Chimpanzees were too expensive to import en masse, so during the first half of the 20th century British scientists began looking into how the common cold worked by conducting experiments on medical students at St Bartholomew's Hospital in London.

In 1940, the American government, through Harvard University, donated a pre-fabricated isolation hospital which was shipped across the Atlantic and used for the study of infectious diseases. After America's entry into the European theatre of the Second World War, the Harvard Hospital, at Harnham Hill near Salisbury in Wiltshire, became a field hospital but reverted to its original role following the defeat of Nazi Germany in 1945.

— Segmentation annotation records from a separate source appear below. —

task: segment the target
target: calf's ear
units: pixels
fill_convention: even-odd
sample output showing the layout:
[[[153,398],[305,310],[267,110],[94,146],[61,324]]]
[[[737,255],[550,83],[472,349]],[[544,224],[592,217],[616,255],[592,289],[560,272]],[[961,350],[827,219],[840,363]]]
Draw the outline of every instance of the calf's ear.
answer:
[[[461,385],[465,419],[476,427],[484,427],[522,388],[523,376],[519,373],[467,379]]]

The hospital became the Common Cold Unit and for the next 50 years, under the leadership of Christopher Andrewes and David Tyrrell – who went on to write a book about his experiences battling the cold – scientists from around the world began to unravel the mystery of the rhinoviruses that cause so much misery.

They placed advertisements in local newspapers asking for volunteers to spend time being infected with the common cold and then studied. Remarkably, more than 20,000 people volunteered for the tests which in the early days simply involved having another person's mucus inserted into their nasal cavity.

Understanding of the potential cause of colds paralleled the development of the germ theory and the discovery of viruses as causes of other illnesses. Over time, more and more complex experiments began to unravel the mysteries of the cold, including the discovery of rhinoviruses themselves. Scientists have also found that stress often plays a part in the onset of a cold and the debate continues as to whether vitamin C can help stave off winter sniffles.

But the holy grail of a cure was never found and the Common Cold Unit was wound down at the end of the Eighties.

The ability to transmit rhinoviruses to an animal other than a human or a chimp may bring the scientific community one step closer to eradicating the common cold.